Todo aquel que tiene un negocio, del tipo que sea, debe afrontar la época de vacas flacas sin que nadie más tenga que asumir sus problemas económicos. Solo en el caso de que lo que se produce sea un producto de primera necesidad que, por lo tanto, conviene proteger por el bien de toda la ciudadanía —el caso de la agricultura y la ganadería— se justifica la petición de compensaciones económicas para no tener que cerrar sus exploraciones, pero no veo por qué esa compensación económica por la pérdida de ingresos tiene que ser a costa del consumidor final. Si mientras el negocio iba viento en popa, los beneficios eran muchos, ¿por qué cuando viene una mala época los consumidores tenemos que sufrir las consecuencias? Si este año hay menos peras y sandías en los supermercados, pues nos tendremos que conformar o espabilar comprando otro tipo de fruta, pero no pagar por ellas lo que dicta esa maldita ley de la oferta y la demanda.

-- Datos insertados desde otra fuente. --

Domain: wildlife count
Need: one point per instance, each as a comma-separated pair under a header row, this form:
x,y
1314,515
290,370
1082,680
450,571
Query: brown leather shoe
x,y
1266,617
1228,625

Como nota final, quiero dejar claro que aquí no he tratado el tema de la explotación que sufren los campesinos al pagarles una miseria por sus productos mientras que los intermediarios y comercializadores finales se enriquecen, ya que este es otro problema grave que nada tiene que ver con el objetivo de esta reflexión y que merece una entrada aparte.